PARIS – According to a research released on Monday, a man known as “the Düsseldorf patient” has become the third person to be pronounced HIV-free following a stem cell transplant that also treated his leukaemia.
In the past, the high-risk treatment has been used to successfully treat two additional cases of the virus and cancer in patients from Berlin and London.
In the journal Nature Medicine, the Duesseldorf patient’s recovery process has now made public.
The 53-year-old man, whose name has not been made public, received HIV diagnoses in 2008 and acute myeloid leukaemia, a form of blood disease that poses a serious risk of death, three years later.
Using stem cells from a female donor who had an uncommon mutation in her CCR5 gene, he underwent a bone marrow transplant in 2013. It has been discovered that the mutation prevents HIV from entering cells.
In 2018, the Duesseldorf patient stopped receiving HIV antiretroviral medication.
Consistent testing four years later revealed no sign of of the virus returning in his body.

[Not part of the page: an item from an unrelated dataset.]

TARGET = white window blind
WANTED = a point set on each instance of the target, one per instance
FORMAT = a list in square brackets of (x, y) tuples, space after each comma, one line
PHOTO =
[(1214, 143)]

According to the report, “this third HIV-1 cure case” offers “important data that will hopefully inform future cure strategies.”
The patient expressed his pride in his “global team of specialists who succeeded in healing me of HIV – and of course, at the same time, of leukaemia” in a statement.
On Valentine’s Day last week, he claimed to have celebrated the ten-year anniversary of his transplant “in a huge fashion,” adding that the donor was the “guest of honour.”
Despite the fact that data on those instances has not yet been published, the recovery of two more HIV-positive cancer patients—the so-called New York and City of Hope patients—was revealed at several scientific conferences last year.